Avez-vous déjà remarqué que les lettres de votre clavier AZERTY ne suivent aucun ordre logique ? Ce désordre apparent n’est pas un hasard : c’est l’héritage direct des machines à écrire du 19e siècle et d’un problème très concret de tiges métalliques qui se coinçaient. Derrière cinq lettres en haut à gauche se cache une histoire mêlant ingénierie, habitude et un brin d’absurde technologique. On vous raconte pourquoi l’AZERTY existe, d’où il vient et pourquoi on le garde malgré tout.
Le saviez-vous ? Le clavier « QWERTY » d’origine a été breveté dans les années 1870. Sa disposition n’a jamais été pensée pour taper vite, mais pour éviter les bourrages mécaniques. Nous utilisons donc encore aujourd’hui une solution à un problème qui n’existe plus.
Au commencement : la machine à écrire
Tout commence avec les premières machines à écrire mécaniques. Chaque touche actionnait une tige métallique frappant le papier. Quand deux touches voisines étaient enfoncées trop vite l’une après l’autre, les tiges se coinçaient. Pour limiter ces bourrages, l’inventeur Christopher Latham Sholes a réorganisé les lettres afin d’éloigner les paires fréquentes de la langue anglaise.
Le résultat fut le QWERTY, adopté par la firme Remington et diffusé massivement. La disposition n’était pas optimale pour la frappe, mais elle réglait le problème mécanique, et surtout elle s’est imposée par le nombre.

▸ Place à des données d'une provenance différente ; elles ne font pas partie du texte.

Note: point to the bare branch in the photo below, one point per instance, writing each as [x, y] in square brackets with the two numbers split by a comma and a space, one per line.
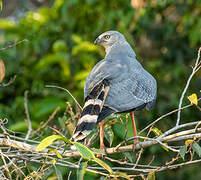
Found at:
[27, 114]
[187, 85]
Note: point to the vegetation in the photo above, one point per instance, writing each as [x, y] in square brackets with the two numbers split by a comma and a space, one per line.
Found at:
[58, 50]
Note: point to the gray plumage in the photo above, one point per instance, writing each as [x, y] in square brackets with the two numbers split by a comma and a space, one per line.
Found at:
[131, 87]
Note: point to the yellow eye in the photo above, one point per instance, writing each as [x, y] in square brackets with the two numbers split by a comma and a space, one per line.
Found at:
[107, 36]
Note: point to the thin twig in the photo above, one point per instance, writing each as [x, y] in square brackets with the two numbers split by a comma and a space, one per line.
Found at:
[9, 82]
[187, 85]
[53, 86]
[46, 123]
[165, 115]
[27, 115]
[12, 45]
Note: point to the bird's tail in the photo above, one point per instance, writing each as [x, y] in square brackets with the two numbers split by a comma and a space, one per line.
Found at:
[89, 116]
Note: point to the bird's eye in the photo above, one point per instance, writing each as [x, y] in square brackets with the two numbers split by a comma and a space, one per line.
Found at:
[107, 36]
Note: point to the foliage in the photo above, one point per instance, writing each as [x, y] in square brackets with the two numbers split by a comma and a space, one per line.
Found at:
[60, 51]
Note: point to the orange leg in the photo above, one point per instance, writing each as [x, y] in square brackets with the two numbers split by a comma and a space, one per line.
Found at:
[102, 147]
[134, 128]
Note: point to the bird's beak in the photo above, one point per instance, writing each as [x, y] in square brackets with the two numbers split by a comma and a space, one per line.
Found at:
[97, 41]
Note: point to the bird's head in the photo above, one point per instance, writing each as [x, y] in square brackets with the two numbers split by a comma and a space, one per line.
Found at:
[109, 38]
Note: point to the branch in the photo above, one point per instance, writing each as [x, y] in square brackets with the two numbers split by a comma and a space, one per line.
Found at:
[187, 85]
[27, 114]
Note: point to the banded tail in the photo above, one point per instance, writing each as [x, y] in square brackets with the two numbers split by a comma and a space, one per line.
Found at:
[92, 107]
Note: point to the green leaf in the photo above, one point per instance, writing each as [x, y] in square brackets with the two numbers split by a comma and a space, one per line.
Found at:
[49, 140]
[151, 176]
[58, 173]
[81, 171]
[182, 151]
[193, 99]
[56, 152]
[98, 151]
[108, 134]
[103, 164]
[121, 174]
[1, 5]
[197, 148]
[84, 151]
[129, 156]
[158, 132]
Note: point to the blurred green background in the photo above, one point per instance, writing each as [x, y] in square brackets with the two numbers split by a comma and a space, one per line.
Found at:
[165, 35]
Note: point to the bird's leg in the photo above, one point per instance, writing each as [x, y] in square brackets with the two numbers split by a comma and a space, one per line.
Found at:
[102, 146]
[134, 128]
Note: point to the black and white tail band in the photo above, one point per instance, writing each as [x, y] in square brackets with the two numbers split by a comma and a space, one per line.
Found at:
[92, 107]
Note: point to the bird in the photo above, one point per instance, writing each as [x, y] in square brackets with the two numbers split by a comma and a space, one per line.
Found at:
[117, 84]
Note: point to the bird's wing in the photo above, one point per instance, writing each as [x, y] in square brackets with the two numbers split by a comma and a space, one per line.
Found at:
[96, 89]
[105, 69]
[92, 107]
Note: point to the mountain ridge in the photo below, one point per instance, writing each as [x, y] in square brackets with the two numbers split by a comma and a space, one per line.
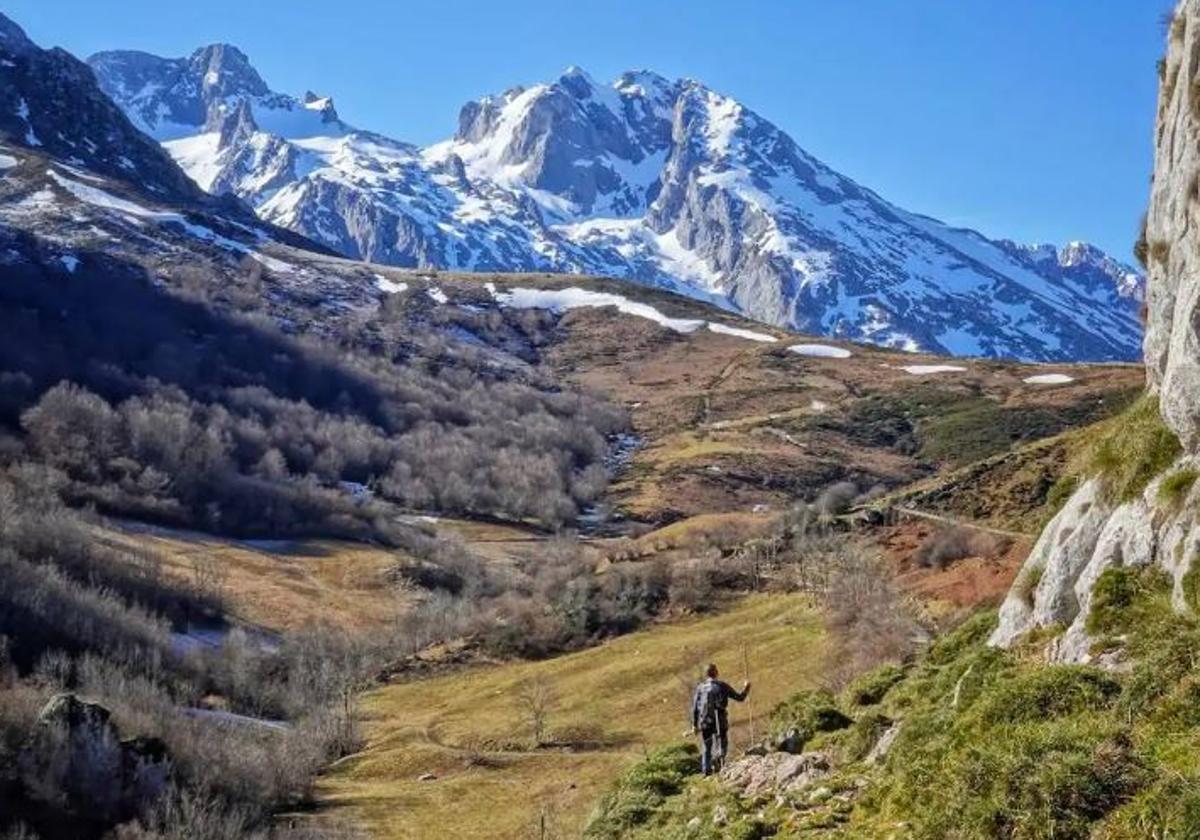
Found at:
[661, 181]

De QWERTY à AZERTY : l’adaptation française
L’AZERTY est né comme une variante française du QWERTY, autour de la fin du 19e et du début du 20e siècle. Quelques lettres ont changé de place — notamment le A, le Z, le Q, le W et le M — et la gestion des accents a été intégrée pour coller à la langue française. Curieusement, aucune norme officielle n’a réellement fixé l’AZERTY à l’origine : il s’est standardisé par l’usage.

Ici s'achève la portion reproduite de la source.